Great Depression vs. Current Recession

Response
1. There are several speculated explanations to the beginning of the Great Depression. However, the generally credited cause was the failure or crash of the stock market in 1929. On Black Tuesday, October 29, 1929 is when the New York Stock Exchange crashed. Stock holders reported losing around $40 billion cumulatively (according to Martin Kelly’s article). Surprisingly, many nations response to the crash of the stock market also contributed greatly to the Great Depression. When the news of the stock market crash broke out, many countries increased their tariff rates (taxes on imported/exported goods), essentially stopping economic activity on a global level. As a result this spread the Great Depression around the world.

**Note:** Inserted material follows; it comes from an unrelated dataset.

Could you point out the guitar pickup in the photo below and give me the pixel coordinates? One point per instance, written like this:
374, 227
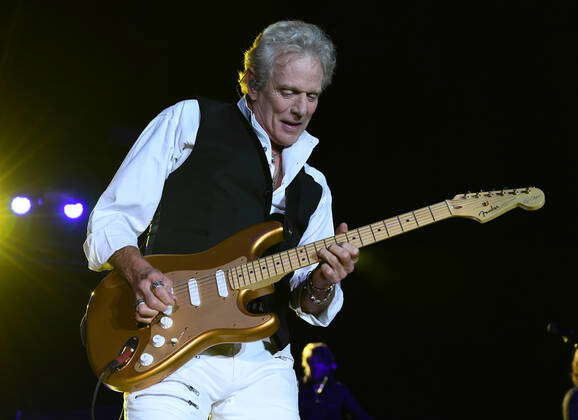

2. The current recession started because American banks were giving out loans to too many people that could not pay them back.

3. In the time of the Great Depression, governments would provide care to their citizens by developing social programs such as a primitive form of employment insurance, handing out food vouchers, and injecting money in their local economy to create jobs. Overall what they did in the 1930s were a great leap towards social reform, but it lacked the funding to really push them out of the Great Depression, only another World War would do that.

In the current recession, governments would inject stimulants into the economy hoping to increase employment and other things that will lead to future prosperity. I would consider the government response to the current recession a success, because there is nowhere near the amount of homeless people lining up on the streets waiting for government vouchers for food. So far my parents are still employed which is a good sign of it being somewhat successful.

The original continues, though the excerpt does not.